El indudable deterioro de la calidad del aire en la ciudad de México ha motivado que la población esté atenta y preocupada. Muchos citadinos quieren y desean ser informados acerca de los niveles reales de peligrosidad a los que se enfrentan, sobre todo durante el invierno cuando la atmósfera sobre la ciudad se estabiliza. Los niveles de tolerancia y los umbrales establecidos en el IMECA para el nivel 100, son en general más elevados que los aceptados internacionalmente, sobre todo en los casos del ozono y del monóxido de carbono. Sería conveniente revisar estos puntos de quiebre de manera periódica, según las nuevas evidencias que se van acumulando en diferentes laboratorios y organismos internacionales.

Cuadro 2. Puntos de quiebre de la escala IMECA, para el valor 500, comparados con la escala NAAQS (National Ambient Air Quality Standards) de los Estados Unidos, para el nivel de “daño significativo”.
Contaminante Tiempo de medición IMECA 500 NAAQS
PST (µg/m3) 24 h 1000 1000
SO2 (ppm)  24 h 1.0 1.0
CO (ppm) 8 h  50 50
O3 (ppm) 1 h  0.6  0.7
NOX (ppm) 1 h  2.0  2.0
PST x SO 24 h  187.1  187.5

La descripción de los niveles de daño a la salud humana, asociados a los diferentes puntajes del IMECA, es por un lado demasiado larga y compleja, y por el otro parece restarle importancia a los verdaderos riesgos asociados con situaciones prolongadas de acumulación de contaminantes sobre la atmósfera de la ciudad.
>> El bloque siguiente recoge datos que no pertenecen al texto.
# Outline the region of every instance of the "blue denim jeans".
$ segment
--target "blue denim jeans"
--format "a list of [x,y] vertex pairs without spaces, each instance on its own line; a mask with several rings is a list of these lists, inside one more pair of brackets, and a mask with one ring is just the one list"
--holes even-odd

En distintos organismos internacionales existe el consenso de que cualquier nivel por encima del IMECA 100 es muy dañino para la salud humana en general, sobre todo si se prolonga por varias horas o días, y que a largo plazo ocasiona algo más que simples “molestias menores en personas sensibles”. El IMECA, tal como se informa actualmente a la población, no marca diferencia alguna entre un nivel 100 que se prolonga sólo una hora, y niveles similares que se prolonguen por varias horas o aun días.

En el futuro, será necesario informar a la población de los niveles reales de contaminación atmosférica que se detectan sobre la ciudad Para ello, se debería informar de todos los contaminantes que superen el nivel 100 del IMECA, y no solo del “operador máximo”. Por otro lado, sería conveniente anexar a la información que se distribuye a los medios de difusión, las concentraciones equivalentes en partes por millón (ppm) o en µg/m3, de los niveles indicados para cada contaminante. Muchos habitantes de la ciudad, con educación técnica o con formación en ciencia ambientales desean conocer, además del índice, los valores reales de contaminación que se registran.